KoViDoRe Benchmark

Korean Vision Document Retrieval (KoViDoRe) benchmark for evaluating text-to-image retrieval models on Korean visual documents.

Overview

KoViDoRe is a comprehensive benchmark for evaluating Korean visual document retrieval capabilities. Built upon the foundation of ViDoRe, it assesses how well models can retrieve relevant Korean visual documents—including screenshots, presentation slides, and office documents—when given Korean text queries.

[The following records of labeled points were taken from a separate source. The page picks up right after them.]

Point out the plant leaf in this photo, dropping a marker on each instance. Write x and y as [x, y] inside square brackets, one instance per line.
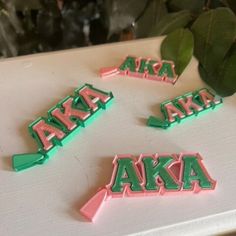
[214, 33]
[122, 13]
[156, 9]
[231, 4]
[195, 6]
[178, 47]
[171, 22]
[223, 81]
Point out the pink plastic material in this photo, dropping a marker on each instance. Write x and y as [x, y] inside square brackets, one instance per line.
[64, 117]
[188, 103]
[208, 98]
[112, 71]
[92, 96]
[90, 209]
[41, 127]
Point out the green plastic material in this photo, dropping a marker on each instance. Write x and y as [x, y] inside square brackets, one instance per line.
[126, 174]
[164, 124]
[27, 160]
[24, 161]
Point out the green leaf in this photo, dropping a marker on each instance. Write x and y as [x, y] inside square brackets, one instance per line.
[231, 4]
[214, 32]
[195, 6]
[155, 10]
[223, 80]
[178, 47]
[171, 22]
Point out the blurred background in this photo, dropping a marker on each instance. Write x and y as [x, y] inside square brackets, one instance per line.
[32, 26]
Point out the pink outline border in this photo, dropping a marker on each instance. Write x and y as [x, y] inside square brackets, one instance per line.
[112, 71]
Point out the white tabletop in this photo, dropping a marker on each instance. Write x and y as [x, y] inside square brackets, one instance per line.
[45, 200]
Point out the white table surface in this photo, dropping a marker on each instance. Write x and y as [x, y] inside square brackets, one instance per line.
[45, 200]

The KoViDoRe v1 encompasses 5 distinct tasks, each targeting different types of visual documents commonly found in Korean business and academic environments. This diverse task structure allows for thorough evaluation of multimodal retrieval performance across various document formats and content types.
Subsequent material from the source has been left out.